Hal-hal yang menggelitik itu membawa saya pada sebuah istilah yang selalu muncul pada perayaan Hari Guru Nasional, “guru adalah seorang pahlawan tanpa tanda jasa”. Istilah tersebut muncul dari era 1970-an hingga 1980-an. Konteksnya adalah bahwa guru pada waktu itu berjuang mengajarkan siswa-siswinya meski dihadapkan dengan keterbatasan fasilitias dan kesejahteraan yang rendah. Sehingga, guru tidak menuntut apa-apa dalam proses mencerdaskan kehidupan bangsa yang mulia. Atas landasan inilah muncul Hymne Guru yang diciptakan oleh Sartono pada tahun 1980-an.
Saat ini, istilah penyebutan guru sebagai pahlawan tanpa tanda jasa rasanya kurang pas. Karena istilah ini menempatkan guru pada penghargaan moral yang tinggi, sementara minimnya kompensasi dari pengorbanan seorang guru, perlindungan hukum yang kurang hingga kebijakan yang membebani guru dengan administrasi justru seakan-akan dinormalisasi. Belum lagi masalah kesejahteraan guru yang menjadi riak tanpa batas, selalu berulang dan muncul kepermukaan lewat kiriman di media sosial tentang upah guru yang minim serta kondisi ekonomi guru yang di bawah rata-rata. Hal-hal ini bisa jadi menyebabkan hilangnya kualitas dan motivasi guru untuk terus berbenah.
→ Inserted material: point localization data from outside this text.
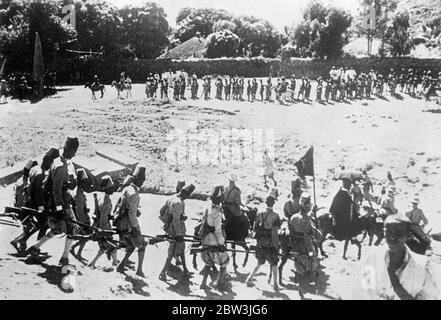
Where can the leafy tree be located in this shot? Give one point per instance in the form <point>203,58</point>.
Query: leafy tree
<point>398,36</point>
<point>98,25</point>
<point>224,25</point>
<point>223,43</point>
<point>322,32</point>
<point>145,29</point>
<point>258,36</point>
<point>384,11</point>
<point>200,21</point>
<point>19,24</point>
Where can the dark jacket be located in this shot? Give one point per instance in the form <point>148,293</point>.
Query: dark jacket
<point>342,212</point>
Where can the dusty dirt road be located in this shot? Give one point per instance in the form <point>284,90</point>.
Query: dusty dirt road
<point>399,135</point>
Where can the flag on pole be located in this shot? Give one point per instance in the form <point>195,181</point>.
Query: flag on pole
<point>305,166</point>
<point>370,17</point>
<point>38,70</point>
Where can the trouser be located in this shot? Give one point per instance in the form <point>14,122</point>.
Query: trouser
<point>420,234</point>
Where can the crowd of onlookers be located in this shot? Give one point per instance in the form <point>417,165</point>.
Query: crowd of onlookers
<point>340,85</point>
<point>23,86</point>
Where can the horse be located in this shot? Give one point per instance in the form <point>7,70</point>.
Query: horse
<point>367,223</point>
<point>121,87</point>
<point>50,81</point>
<point>150,89</point>
<point>237,229</point>
<point>94,88</point>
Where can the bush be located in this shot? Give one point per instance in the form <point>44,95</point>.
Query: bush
<point>222,44</point>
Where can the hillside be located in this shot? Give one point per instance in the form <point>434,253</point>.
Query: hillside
<point>425,28</point>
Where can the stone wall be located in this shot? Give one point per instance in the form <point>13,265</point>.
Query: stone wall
<point>138,70</point>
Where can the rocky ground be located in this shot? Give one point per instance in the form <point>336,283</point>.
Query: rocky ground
<point>399,134</point>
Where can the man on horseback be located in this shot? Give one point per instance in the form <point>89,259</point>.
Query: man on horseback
<point>232,198</point>
<point>344,216</point>
<point>96,81</point>
<point>266,229</point>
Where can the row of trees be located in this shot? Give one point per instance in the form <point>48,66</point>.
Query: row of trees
<point>227,34</point>
<point>143,31</point>
<point>129,32</point>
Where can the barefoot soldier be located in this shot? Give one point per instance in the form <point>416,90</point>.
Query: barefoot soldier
<point>127,221</point>
<point>291,207</point>
<point>418,220</point>
<point>394,272</point>
<point>22,192</point>
<point>344,216</point>
<point>61,179</point>
<point>212,236</point>
<point>81,211</point>
<point>266,229</point>
<point>176,229</point>
<point>103,213</point>
<point>303,243</point>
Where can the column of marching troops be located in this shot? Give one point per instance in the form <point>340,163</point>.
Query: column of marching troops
<point>341,84</point>
<point>50,199</point>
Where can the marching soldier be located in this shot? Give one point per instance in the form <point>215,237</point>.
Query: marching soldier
<point>81,210</point>
<point>418,220</point>
<point>266,229</point>
<point>22,198</point>
<point>213,237</point>
<point>127,221</point>
<point>61,179</point>
<point>176,229</point>
<point>303,242</point>
<point>102,221</point>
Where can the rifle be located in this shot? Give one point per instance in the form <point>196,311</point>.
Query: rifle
<point>9,215</point>
<point>9,223</point>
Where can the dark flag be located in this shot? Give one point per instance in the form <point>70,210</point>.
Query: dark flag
<point>305,166</point>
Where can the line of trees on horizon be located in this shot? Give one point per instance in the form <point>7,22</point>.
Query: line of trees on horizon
<point>142,32</point>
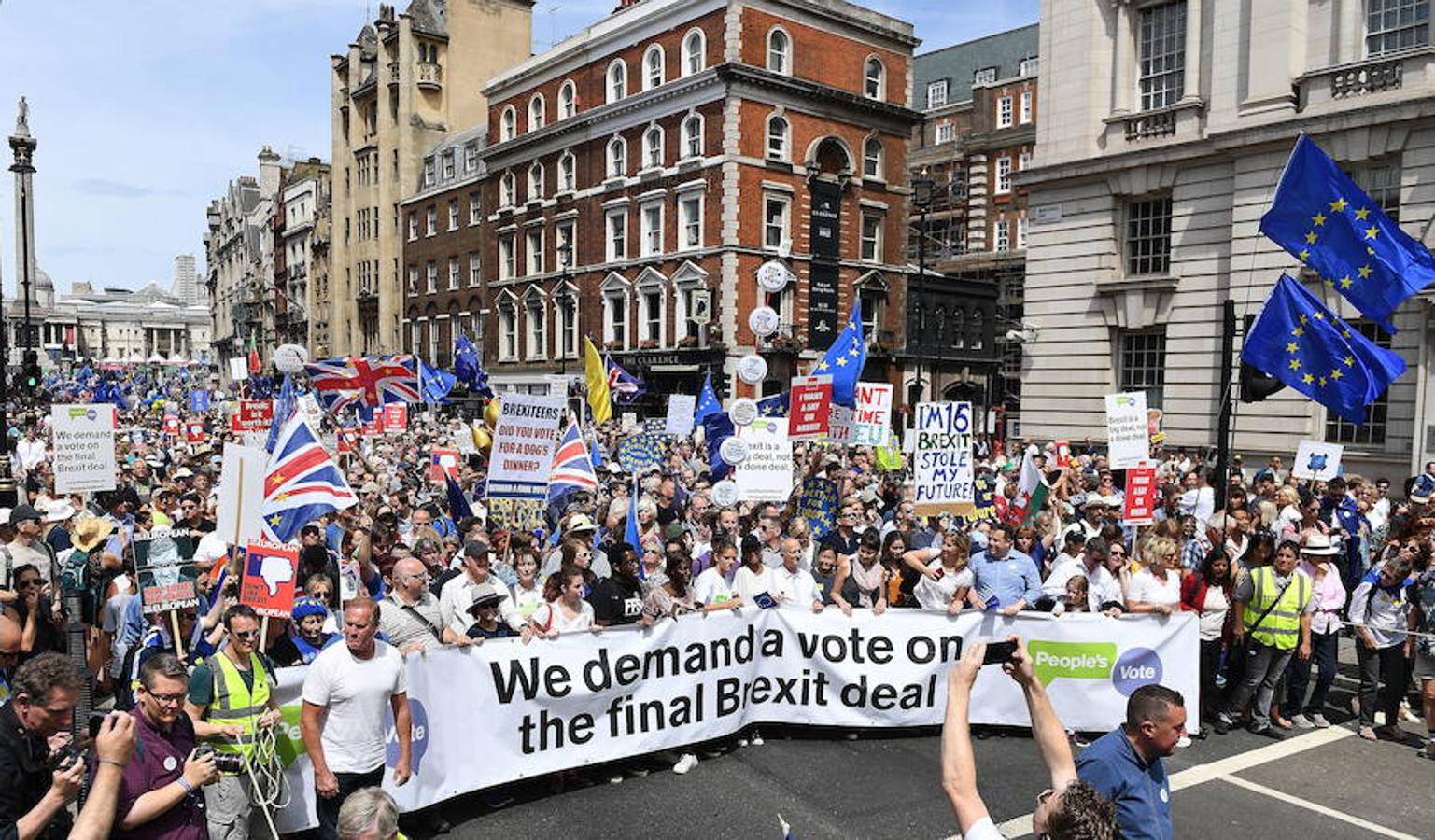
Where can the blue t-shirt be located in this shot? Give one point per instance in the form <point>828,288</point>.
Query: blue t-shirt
<point>1140,791</point>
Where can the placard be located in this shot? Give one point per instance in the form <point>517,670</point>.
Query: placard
<point>1128,436</point>
<point>395,419</point>
<point>681,409</point>
<point>1140,505</point>
<point>83,439</point>
<point>270,572</point>
<point>943,459</point>
<point>767,473</point>
<point>1317,460</point>
<point>811,399</point>
<point>873,417</point>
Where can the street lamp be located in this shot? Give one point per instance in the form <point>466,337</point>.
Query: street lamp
<point>921,188</point>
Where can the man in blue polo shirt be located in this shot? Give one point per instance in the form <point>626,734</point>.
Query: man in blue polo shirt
<point>1125,763</point>
<point>1005,578</point>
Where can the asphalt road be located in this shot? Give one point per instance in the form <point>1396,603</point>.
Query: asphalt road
<point>1315,784</point>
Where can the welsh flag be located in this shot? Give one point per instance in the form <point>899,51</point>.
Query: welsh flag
<point>1031,492</point>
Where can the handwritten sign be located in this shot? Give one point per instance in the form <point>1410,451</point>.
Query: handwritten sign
<point>943,459</point>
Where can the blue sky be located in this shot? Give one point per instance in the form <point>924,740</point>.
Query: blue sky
<point>146,109</point>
Ketika dari sisi dalam dihantam oleh kesejahteraan yang kurang diperhatikan, sisi luar seorang yang katanya “pahlawan” ini dihadapkan dengan tuntutan profesi membimbing murid dalam ketakutan kriminalisasi. Guru begitu rentan masuk ke area kriminalisasi karena perlindungan hukum yang kurang dalam pemberian jalur penyelesaian konflik dan bimbingan di sekolah. Maka guru menjadi sulit bergerak, membimbing ala “VOC” akan menjadi kriminalisasi, membimbing ala “papi mami i” (dibaca papi mami ai) justru cenderung menjadi generasi AI dan strawberry.
Memang ini menjadi sebuah dilema sosial, menempatkan guru dalam moralitas tinggi sebagai seorang “pahlawan” sementara guru dikriminalisasi, gaji belum pasti, dan metode pengajaran yang belum dibenahi dan terus berganti. Akhirnya, perihal pantas atau tidaknya memanggil guru sebagai “pahlawan tanpa tanda jasa” saya kembalikan kepada Anda. Sebab seperti di kisah-kisah para pahlawan atau manusia super di film-film, bahagianya itu karena dunia menjadi selamat, tertata dan hidup lebih baik, meski banyak pengorbanan diri sendiri yang dilakukan.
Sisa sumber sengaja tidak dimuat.